Though such a suggestion is not new--former Mayor Pete Wilson pursued the idea several years ago--Gotch and his staff say the timing has never been better, citing increasing complaints about the Lindbergh Field noise problem by surrounding communities, which are mobilized as never before on the noise issue.
Gotch unveiled his idea at a hearing held by the San Diego Unified Port District to gather public sentiment about a proposal to reroute departing jets away from noise-battered Point Loma and Loma Portal and toward the more northern beach communities of Mission Beach, Pacific Beach and La Jolla.

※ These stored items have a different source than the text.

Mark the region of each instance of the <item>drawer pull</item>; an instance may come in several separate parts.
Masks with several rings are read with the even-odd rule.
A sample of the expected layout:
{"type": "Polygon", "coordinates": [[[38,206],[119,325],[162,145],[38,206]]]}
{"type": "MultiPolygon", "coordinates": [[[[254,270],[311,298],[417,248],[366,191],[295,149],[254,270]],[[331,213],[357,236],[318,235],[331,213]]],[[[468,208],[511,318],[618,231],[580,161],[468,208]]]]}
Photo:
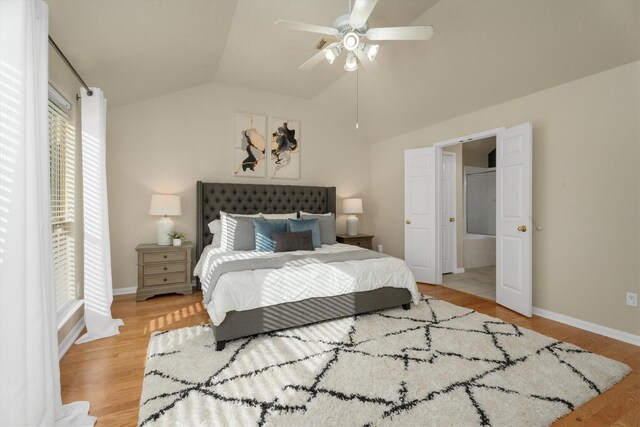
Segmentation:
{"type": "Polygon", "coordinates": [[[167,267],[164,268],[164,271],[167,271],[167,267]]]}
{"type": "Polygon", "coordinates": [[[163,281],[163,282],[166,282],[166,281],[167,281],[167,278],[165,277],[162,281],[163,281]]]}
{"type": "Polygon", "coordinates": [[[165,256],[163,256],[163,258],[167,258],[167,256],[165,255],[165,256]]]}

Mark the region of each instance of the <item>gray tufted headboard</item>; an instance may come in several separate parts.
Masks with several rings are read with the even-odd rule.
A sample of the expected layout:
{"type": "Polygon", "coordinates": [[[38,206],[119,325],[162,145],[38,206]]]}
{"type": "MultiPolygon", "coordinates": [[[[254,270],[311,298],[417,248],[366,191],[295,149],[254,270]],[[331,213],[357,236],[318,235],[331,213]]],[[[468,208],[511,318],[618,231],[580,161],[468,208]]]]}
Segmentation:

Sentiments by the earful are what the commissioners received as dozens of people--some armed with elaborate charts and graphs and others with unadorned anger--pounded the microphone with criticism, complaints and suggestions.
Interest in the hearing was vividly illustrated by the turnout, as residents packed to overflowing a 500-seat room at the Stardust Hotel in Mission Valley, with people lining the walls and standing several feet deep in the lobby.
The majority of people represented STOP, a newly formed group representing Pacific Beach and La Jolla residents opposed to the proposed rerouting. Many of them carried signs and placards, waving them at the commissioners' table.
At the end of the nearly three-hour hearing, the district voted to work with its airport noise consultant to examine the comments and suggestions, including evaluating possible economic impacts. The district said it expects a report back on the matter from the consultant, CH2M-Hill of Newport Beach, in 60 days.
CH2M-Hill, in the first part of a two-part report, had recommended changing the departure flight path to alleviate severe noise on about 1,000 acres in Point Loma, where the problem of jet noise is considered the worst in California.
The consultant also suggested giving airlines until 1991 to phase in new, quieter jets.
Gotch, whose represents the Mission Beach and Pacific Beach areas, said the consultant's suggestion to reroute departures over the beach communities was "inherently unfair" because it merely shifted the problem from one neighborhood to another.
Along with calling for the construction of a second airport, Gotch--echoing comments made by many others--said the commissioners should accelerate the phasing in of new and quieter jets at Lindbergh Field.
Gotch said he will soon ask the council to explore the feasibility of using Brown Field, which the city owns, as the site of a new commercial airport. Mikel Haas, an aide to Gotch, said Gotch will make an official recommendation to the City Council within a month. "We want to move forward and look at Brown Field and other sites, too," Haas said.
In 1979, the Federal Aviation Administration studied the suitability of Brown Field for commercial aircraft operations and concluded that it was "questionable."
The FAA said the mountains east and north of Brown Field--near the Mexican border--precluded departures to the east, and landings from the east "would commence over rugged terrain and (an) area of expected turbulence during wind conditions."
Also complicating matters, the FAA said, is the need for approval by the Mexican government to allow flights over its airspace.
At Tuesday's hearing, the Navy and the Marine Corps, which operates a recruit depot next to Lindbergh Field, called airport noise "our most pervasive environmental problem," Marine Col. Rufus Young said.
Marine officials described what they call the "San Diego pause"--the several minutes wasted each hour at the recruit depot while Marine instructors wait for the din of departing planes to subside.
Military officials also said commercial jets are violating a lease the Navy has with the Port District by veering over the recruit depot before the jets reach the end of the runway.
Dr. Fred Berger, co-president of STOP, called the rerouting proposal "ill advised."
He said he sympathizes with Point Loma residents, but "these residents know and knew they were under noisy flight paths" when they bought their homes. In contrast, he told the Port District, people in the beach communities have not suffered under jet noise, and placing them under a new flight path would lead to "lawsuits on your hands that you cannot now imagine."
Though the recommendation to accelerate the phasing in of new and quieter jets at Lindbergh Field received strong support from Point Loma and beach communities residents, representatives of the airlines, the Chamber of Commerce and the Convention & Visitors Bureau said such a requirement would lead to fewer flights to Lindbergh Field and have a detrimental ripple effect on the region's tourism industry.